Segwit resolves this by changing the calculation of the signature hash and make the whole process more efficient as a result.
Cons of segwit:
- Miners will now get lesser transaction fees for each individual transaction.
- The implementation is complex and all the wallets will need to implement segwit themselves. There is a big chance that they may not get it right the first time.
- It will significantly increase the usage of resources since the capacity, transactions, bandwidth everything will increase.
- As the creation of Bitcoin Cash shows, it did ultimately split up the Bitcoin Core community.
- Another problem with Segwit is the maintenance. The sidechain containing the signature data will need to be maintained by miners as well. However, unlike the main blockchain, the miners have no financial benefits on doing so, it will need to be done pro-bono or some reward scheme needs to be thought of to incentivize the miners.
The following few months could be the most important and exciting times in Bitcoin history since Satoshi Nakamoto first published the Bitcoin white paper.
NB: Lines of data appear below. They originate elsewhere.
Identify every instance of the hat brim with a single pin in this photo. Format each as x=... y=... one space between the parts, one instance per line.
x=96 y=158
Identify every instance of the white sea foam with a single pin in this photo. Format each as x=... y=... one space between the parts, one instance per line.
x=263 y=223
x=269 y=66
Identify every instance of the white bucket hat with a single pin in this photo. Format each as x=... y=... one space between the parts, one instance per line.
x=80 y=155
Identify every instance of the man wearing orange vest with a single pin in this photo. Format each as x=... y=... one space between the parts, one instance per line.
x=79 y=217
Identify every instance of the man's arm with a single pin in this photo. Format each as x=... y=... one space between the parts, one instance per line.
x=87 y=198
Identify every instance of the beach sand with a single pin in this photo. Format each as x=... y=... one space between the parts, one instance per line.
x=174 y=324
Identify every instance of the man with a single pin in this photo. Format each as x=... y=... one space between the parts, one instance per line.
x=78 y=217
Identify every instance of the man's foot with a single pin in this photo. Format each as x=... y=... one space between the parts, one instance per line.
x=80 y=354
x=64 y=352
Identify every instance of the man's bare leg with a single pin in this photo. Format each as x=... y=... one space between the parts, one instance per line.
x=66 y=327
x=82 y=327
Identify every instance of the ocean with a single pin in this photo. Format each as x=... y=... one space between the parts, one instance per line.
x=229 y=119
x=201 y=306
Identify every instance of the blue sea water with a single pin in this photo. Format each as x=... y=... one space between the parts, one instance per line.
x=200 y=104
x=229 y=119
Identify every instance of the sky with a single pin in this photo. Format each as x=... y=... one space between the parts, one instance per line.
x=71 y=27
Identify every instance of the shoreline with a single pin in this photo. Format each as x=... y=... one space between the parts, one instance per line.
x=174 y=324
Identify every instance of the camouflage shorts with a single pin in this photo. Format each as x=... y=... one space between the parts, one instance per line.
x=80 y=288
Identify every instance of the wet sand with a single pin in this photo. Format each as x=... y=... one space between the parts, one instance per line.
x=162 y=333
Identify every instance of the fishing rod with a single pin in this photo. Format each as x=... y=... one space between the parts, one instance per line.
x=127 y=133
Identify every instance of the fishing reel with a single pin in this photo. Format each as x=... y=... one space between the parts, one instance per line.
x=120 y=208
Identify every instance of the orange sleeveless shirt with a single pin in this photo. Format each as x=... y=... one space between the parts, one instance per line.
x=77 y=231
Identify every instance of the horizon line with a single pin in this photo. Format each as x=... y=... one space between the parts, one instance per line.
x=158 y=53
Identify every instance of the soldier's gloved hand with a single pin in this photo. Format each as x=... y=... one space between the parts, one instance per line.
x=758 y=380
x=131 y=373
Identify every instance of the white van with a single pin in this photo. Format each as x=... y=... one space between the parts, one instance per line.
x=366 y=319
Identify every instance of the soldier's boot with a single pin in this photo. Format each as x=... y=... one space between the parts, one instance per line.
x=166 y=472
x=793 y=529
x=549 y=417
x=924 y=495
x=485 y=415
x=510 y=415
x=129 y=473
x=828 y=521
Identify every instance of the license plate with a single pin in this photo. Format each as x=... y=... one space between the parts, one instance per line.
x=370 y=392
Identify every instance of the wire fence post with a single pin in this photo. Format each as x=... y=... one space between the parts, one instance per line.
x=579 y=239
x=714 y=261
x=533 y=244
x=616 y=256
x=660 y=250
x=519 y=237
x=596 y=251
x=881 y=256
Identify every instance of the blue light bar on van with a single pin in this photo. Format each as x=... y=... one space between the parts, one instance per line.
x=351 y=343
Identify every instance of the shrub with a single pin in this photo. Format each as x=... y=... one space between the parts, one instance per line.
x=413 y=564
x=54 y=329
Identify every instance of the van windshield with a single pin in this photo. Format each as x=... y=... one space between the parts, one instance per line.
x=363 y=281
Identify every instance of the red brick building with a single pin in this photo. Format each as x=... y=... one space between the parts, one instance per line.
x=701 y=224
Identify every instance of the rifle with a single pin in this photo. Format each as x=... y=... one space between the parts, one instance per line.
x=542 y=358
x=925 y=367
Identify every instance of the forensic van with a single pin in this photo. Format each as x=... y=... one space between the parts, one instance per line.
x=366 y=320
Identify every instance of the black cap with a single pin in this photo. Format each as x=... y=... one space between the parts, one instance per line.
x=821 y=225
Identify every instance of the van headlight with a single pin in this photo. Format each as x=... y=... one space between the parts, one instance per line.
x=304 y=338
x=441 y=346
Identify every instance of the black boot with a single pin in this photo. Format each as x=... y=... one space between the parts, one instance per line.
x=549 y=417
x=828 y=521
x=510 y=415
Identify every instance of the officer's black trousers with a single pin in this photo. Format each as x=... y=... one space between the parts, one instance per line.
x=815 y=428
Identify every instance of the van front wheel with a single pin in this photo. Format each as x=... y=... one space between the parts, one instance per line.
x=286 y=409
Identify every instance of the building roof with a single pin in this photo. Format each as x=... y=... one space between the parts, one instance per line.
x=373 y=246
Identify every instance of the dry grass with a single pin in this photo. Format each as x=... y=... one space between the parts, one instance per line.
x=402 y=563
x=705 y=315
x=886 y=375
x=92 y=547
Let’s see what the future potentially holds for various parties.
BTC has been growing from strength to strength post-Segwit activation:
Image Courtesy: Coindesk
On September 2, 2017, BTC hit record highs on $5000 before quickly readjusting to $4690. BTC finally scaled the $5000 mountain and there is no reason why that can’t become the new norm.
Bitcoin Cash provides a very interesting case study and a very strong option for anyone who is looking to diversify their crypto portfolio. No one can say what will happen in its future but one thing’s for sure, it has the potential to be a long term BTC alternative.